As of late, Mixed Martial Arts, or MMA, have been intricate in cinema, thanks to the likes of Donnie Yen’s Hong Kong films SPL and Flash Point as well as Hollywood films like Never Back Down and the straight-to-DVD flicks starring Hector Echavarria. Directed by David Mamet, this is one of the best Hollywood MMA flick efforts out there, thanks to its intricate storyline and stellar cast.

Mike Terry is a Brazilian Jiu-jitsu instructor who trains local policeman Joe Collins and others. However, he constantly finds himself in debt.

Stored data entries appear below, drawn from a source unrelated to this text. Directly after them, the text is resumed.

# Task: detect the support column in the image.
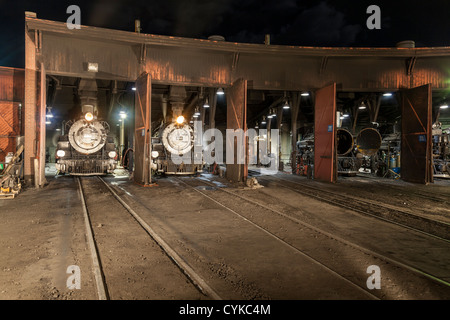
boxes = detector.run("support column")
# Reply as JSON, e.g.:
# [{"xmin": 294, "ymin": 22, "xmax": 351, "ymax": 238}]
[
  {"xmin": 290, "ymin": 92, "xmax": 300, "ymax": 173},
  {"xmin": 38, "ymin": 62, "xmax": 47, "ymax": 187},
  {"xmin": 24, "ymin": 21, "xmax": 38, "ymax": 186},
  {"xmin": 226, "ymin": 79, "xmax": 248, "ymax": 183}
]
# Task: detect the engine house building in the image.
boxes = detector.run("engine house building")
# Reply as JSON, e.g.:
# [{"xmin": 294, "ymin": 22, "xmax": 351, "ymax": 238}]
[
  {"xmin": 1, "ymin": 11, "xmax": 450, "ymax": 302},
  {"xmin": 18, "ymin": 12, "xmax": 450, "ymax": 187}
]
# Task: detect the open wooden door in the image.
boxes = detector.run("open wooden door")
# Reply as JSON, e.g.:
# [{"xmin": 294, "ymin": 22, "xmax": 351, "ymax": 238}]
[
  {"xmin": 401, "ymin": 84, "xmax": 433, "ymax": 184},
  {"xmin": 314, "ymin": 83, "xmax": 337, "ymax": 183},
  {"xmin": 134, "ymin": 72, "xmax": 152, "ymax": 185},
  {"xmin": 226, "ymin": 78, "xmax": 248, "ymax": 183}
]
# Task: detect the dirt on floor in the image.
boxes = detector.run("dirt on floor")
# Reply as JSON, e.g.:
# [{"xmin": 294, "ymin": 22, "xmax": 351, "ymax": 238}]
[{"xmin": 1, "ymin": 168, "xmax": 450, "ymax": 300}]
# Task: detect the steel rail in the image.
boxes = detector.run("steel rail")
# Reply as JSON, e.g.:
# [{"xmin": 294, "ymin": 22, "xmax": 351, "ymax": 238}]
[
  {"xmin": 97, "ymin": 177, "xmax": 223, "ymax": 300},
  {"xmin": 261, "ymin": 175, "xmax": 450, "ymax": 243},
  {"xmin": 76, "ymin": 177, "xmax": 109, "ymax": 300},
  {"xmin": 197, "ymin": 175, "xmax": 450, "ymax": 290},
  {"xmin": 174, "ymin": 177, "xmax": 380, "ymax": 300}
]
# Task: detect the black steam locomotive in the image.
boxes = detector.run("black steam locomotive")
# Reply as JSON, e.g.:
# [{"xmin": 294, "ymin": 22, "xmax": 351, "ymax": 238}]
[{"xmin": 55, "ymin": 110, "xmax": 117, "ymax": 175}]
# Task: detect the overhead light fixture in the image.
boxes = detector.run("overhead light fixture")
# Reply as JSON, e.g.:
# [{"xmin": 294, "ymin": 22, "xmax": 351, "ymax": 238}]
[
  {"xmin": 217, "ymin": 88, "xmax": 225, "ymax": 95},
  {"xmin": 86, "ymin": 62, "xmax": 99, "ymax": 73},
  {"xmin": 194, "ymin": 107, "xmax": 201, "ymax": 116},
  {"xmin": 271, "ymin": 108, "xmax": 277, "ymax": 117},
  {"xmin": 119, "ymin": 111, "xmax": 127, "ymax": 119},
  {"xmin": 46, "ymin": 107, "xmax": 53, "ymax": 118},
  {"xmin": 261, "ymin": 116, "xmax": 267, "ymax": 125},
  {"xmin": 339, "ymin": 116, "xmax": 345, "ymax": 120},
  {"xmin": 132, "ymin": 87, "xmax": 137, "ymax": 91},
  {"xmin": 283, "ymin": 101, "xmax": 290, "ymax": 109},
  {"xmin": 267, "ymin": 115, "xmax": 273, "ymax": 119},
  {"xmin": 203, "ymin": 97, "xmax": 210, "ymax": 108},
  {"xmin": 359, "ymin": 105, "xmax": 367, "ymax": 110},
  {"xmin": 440, "ymin": 104, "xmax": 449, "ymax": 109},
  {"xmin": 255, "ymin": 121, "xmax": 259, "ymax": 129},
  {"xmin": 343, "ymin": 114, "xmax": 350, "ymax": 118},
  {"xmin": 301, "ymin": 92, "xmax": 310, "ymax": 97},
  {"xmin": 383, "ymin": 93, "xmax": 393, "ymax": 97},
  {"xmin": 45, "ymin": 120, "xmax": 51, "ymax": 125}
]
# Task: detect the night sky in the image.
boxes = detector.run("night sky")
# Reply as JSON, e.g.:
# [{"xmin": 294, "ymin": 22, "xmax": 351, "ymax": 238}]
[{"xmin": 1, "ymin": 0, "xmax": 449, "ymax": 68}]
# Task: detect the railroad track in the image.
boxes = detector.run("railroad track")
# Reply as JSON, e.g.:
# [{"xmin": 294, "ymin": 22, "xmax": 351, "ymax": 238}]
[
  {"xmin": 174, "ymin": 175, "xmax": 450, "ymax": 299},
  {"xmin": 352, "ymin": 174, "xmax": 450, "ymax": 204},
  {"xmin": 257, "ymin": 175, "xmax": 450, "ymax": 242},
  {"xmin": 76, "ymin": 176, "xmax": 221, "ymax": 300}
]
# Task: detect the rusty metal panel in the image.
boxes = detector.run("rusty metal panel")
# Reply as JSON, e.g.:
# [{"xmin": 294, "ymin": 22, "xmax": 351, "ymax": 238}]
[
  {"xmin": 146, "ymin": 46, "xmax": 231, "ymax": 86},
  {"xmin": 0, "ymin": 67, "xmax": 25, "ymax": 102},
  {"xmin": 0, "ymin": 101, "xmax": 20, "ymax": 162},
  {"xmin": 226, "ymin": 78, "xmax": 248, "ymax": 183},
  {"xmin": 401, "ymin": 84, "xmax": 433, "ymax": 184},
  {"xmin": 412, "ymin": 57, "xmax": 450, "ymax": 89},
  {"xmin": 42, "ymin": 33, "xmax": 140, "ymax": 80},
  {"xmin": 134, "ymin": 72, "xmax": 152, "ymax": 185},
  {"xmin": 28, "ymin": 17, "xmax": 450, "ymax": 91},
  {"xmin": 314, "ymin": 83, "xmax": 337, "ymax": 183}
]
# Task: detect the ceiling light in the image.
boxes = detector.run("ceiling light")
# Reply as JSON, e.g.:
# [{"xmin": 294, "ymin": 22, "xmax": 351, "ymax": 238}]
[
  {"xmin": 217, "ymin": 88, "xmax": 225, "ymax": 95},
  {"xmin": 343, "ymin": 114, "xmax": 350, "ymax": 118},
  {"xmin": 301, "ymin": 92, "xmax": 310, "ymax": 97},
  {"xmin": 359, "ymin": 105, "xmax": 367, "ymax": 110},
  {"xmin": 383, "ymin": 93, "xmax": 393, "ymax": 97},
  {"xmin": 261, "ymin": 116, "xmax": 266, "ymax": 125},
  {"xmin": 440, "ymin": 104, "xmax": 449, "ymax": 109},
  {"xmin": 132, "ymin": 87, "xmax": 136, "ymax": 91}
]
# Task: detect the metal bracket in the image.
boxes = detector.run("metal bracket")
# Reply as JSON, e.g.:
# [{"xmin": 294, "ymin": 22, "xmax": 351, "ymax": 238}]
[
  {"xmin": 406, "ymin": 57, "xmax": 417, "ymax": 76},
  {"xmin": 232, "ymin": 52, "xmax": 240, "ymax": 71},
  {"xmin": 139, "ymin": 43, "xmax": 147, "ymax": 64},
  {"xmin": 320, "ymin": 56, "xmax": 329, "ymax": 74}
]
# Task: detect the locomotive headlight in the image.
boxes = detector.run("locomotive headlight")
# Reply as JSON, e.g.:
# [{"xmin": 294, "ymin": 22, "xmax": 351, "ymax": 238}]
[
  {"xmin": 108, "ymin": 151, "xmax": 117, "ymax": 159},
  {"xmin": 56, "ymin": 150, "xmax": 66, "ymax": 158},
  {"xmin": 151, "ymin": 151, "xmax": 159, "ymax": 159},
  {"xmin": 85, "ymin": 112, "xmax": 94, "ymax": 122},
  {"xmin": 176, "ymin": 116, "xmax": 185, "ymax": 124}
]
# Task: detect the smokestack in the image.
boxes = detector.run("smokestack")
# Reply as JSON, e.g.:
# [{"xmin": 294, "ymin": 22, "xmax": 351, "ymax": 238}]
[{"xmin": 135, "ymin": 19, "xmax": 141, "ymax": 33}]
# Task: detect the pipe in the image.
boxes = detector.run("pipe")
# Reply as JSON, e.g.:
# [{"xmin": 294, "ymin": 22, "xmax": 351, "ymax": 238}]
[
  {"xmin": 356, "ymin": 128, "xmax": 382, "ymax": 156},
  {"xmin": 336, "ymin": 128, "xmax": 354, "ymax": 156}
]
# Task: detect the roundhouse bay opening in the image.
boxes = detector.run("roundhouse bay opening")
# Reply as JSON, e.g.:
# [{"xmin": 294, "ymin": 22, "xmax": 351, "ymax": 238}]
[{"xmin": 44, "ymin": 76, "xmax": 136, "ymax": 179}]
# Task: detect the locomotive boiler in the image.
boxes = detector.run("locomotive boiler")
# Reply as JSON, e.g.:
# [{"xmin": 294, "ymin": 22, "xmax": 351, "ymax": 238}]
[
  {"xmin": 55, "ymin": 109, "xmax": 117, "ymax": 175},
  {"xmin": 151, "ymin": 115, "xmax": 203, "ymax": 175}
]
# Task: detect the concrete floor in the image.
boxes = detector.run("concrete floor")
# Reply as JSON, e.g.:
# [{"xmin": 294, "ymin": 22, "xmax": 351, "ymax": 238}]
[{"xmin": 1, "ymin": 165, "xmax": 450, "ymax": 300}]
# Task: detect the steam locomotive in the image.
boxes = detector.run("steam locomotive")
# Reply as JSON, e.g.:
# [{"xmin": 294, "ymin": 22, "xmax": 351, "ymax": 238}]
[
  {"xmin": 151, "ymin": 115, "xmax": 203, "ymax": 175},
  {"xmin": 55, "ymin": 110, "xmax": 117, "ymax": 176}
]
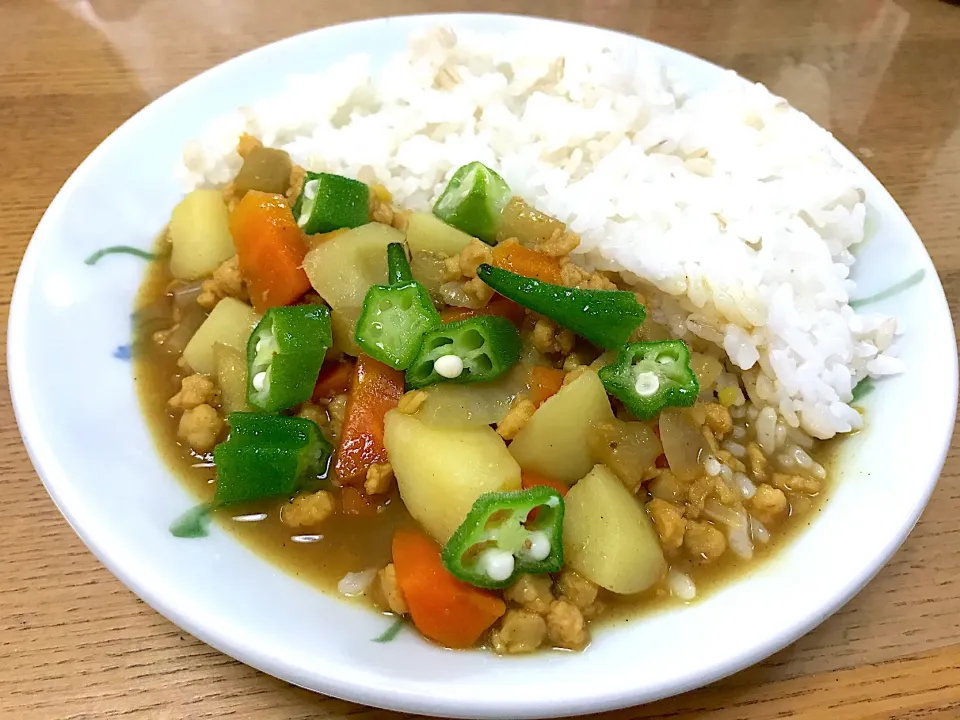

When Laura Black, a lawyer with mental issues, arrives at the school after accidentally hitting Mike’s car, she accidentally discharges Joe’s pistol, hitting the window of the school.

That night, at a local bar, Mike comes to the aid of Chet Frank, a washed-up action star who gets heat from a local patron. Chet thanks Mike by giving him a wristwatch and an invite to dinner. Mike is then invited to the set of Chet’s latest action film. Mike soon finds himself an opportunity to work as a potential stunt coordinator. However, when his wife Sondra is set up by Chet’s wife and loses $30,000, Mike finds himself in major trouble. It becomes the least of his worries.

When Mike explained his teaching methods to Chet’s agent Jerry Weiss before the set-up, Mike finds himself stunned when a MMA tournament company run by Dylan Flynn and Marty Brown decide to use Mike’s very method in determining the fights. When Mike unsuccessful attempts a lawsuit, he finds himself drawn to compete in the tournament as the only way to pay off his debts.

David Mamet truly brings out one of his best, if not his best film to date. Apparently, he was influenced by the fact that actor Ed O’Neill (who makes a cameo in the film) was actually a practitioner of Brazilian Jiu-jitsu not to mention he is a jiu-jitsu practitioner himself. Creating an environment that juxtaposes the business side and spiritual side of the martial art, Mamet is able to mesh fight scenes with dramatic scenes very well.

British actor Chiwetel Ejiofor gives out a great performance as Mike Terry. He plays Terry as not much a tortured soul but one who believes more in the integrity and honorable code of Brazilian Jiu-Jitsu. To him, money is just money. However, his wife thinks differently and only seems to care about business and paying debts off. She even complains when she has to take money from her fabric business to pay for Mike’s dojo. From the get-go, you can tell that domestic bliss between these two is definitely on the negative side.

Tim Allen, usually known for his more comedic performances, impresses in a dramatic light as washed up action hero Chet, who may seem at first Mike’s confidant. However, this soon proves to be nothing more than a con artist, or so it seems. Chet is perhaps the most underdeveloped character because one can’t tell whether it was his agent who made Chet that way or if it was out of Chet’s own nature to set Mike up for a fall. This is the only flaw in the entire film.

It is clear that with the exception of Laura, played well by Emily Mortimer, as well as Snowflake, played by Crank villain actor Jose Pablo Cantillo, all of the supporting characters seem like the scumbag type. Perhaps Mamet did this on purpose to show that Mike is truly the one honorable character and despite always facing obstacles, he must find a way to persevere. The only other character one cannot be too sure about is that of tournament promoter Dylan Flynn, played by Ultimate Fighting Championship legend Randy Couture. He seems like the young executive type who just hears an idea and goes along with it rather than ask questions.

The fight sequences are well done here. Fight choreographers John Machado (who has a role here as Mike’s fighting brother-in-law and potential arch nemesis) and Rico Chiapparelli did a good job under the supervision of Renato Magno, who created the fight sequences. There are some nice angled shots and despite some extreme close-ups, overall, the fights show the true techniques of Brazilian Jiu-jitsu to a tee. Ejiofor underwent training for three months and looks quite impressive here. A knife fight on set of Chet’s movie was choreographed by Dan Inosanto, who also makes a cameo as Mike’s teacher, simply named “The Professor”.

If you want to see a really good MMA film, then Redbelt is definitely a must on your list. David Mamet really created an environment that highlights the difference between the financial aspects and the true honor of martial arts.


A Sony Pictures Classics production. Director: David Mamet. Producer: Chrisann Verges. Writer: David Mamet. Cinematography: Robert Elswit. Editing: Barbara Tulliver.

Cast: Chiwetel Ejiofor, Emily Mortimer, Alice Braga, Tim Allen, Randy Couture, Ricky Jay, Joe Mategna, John Machado, Rodrigo Santoro, Jennifer Grey, Ed O’Neill, Dan Inosanto.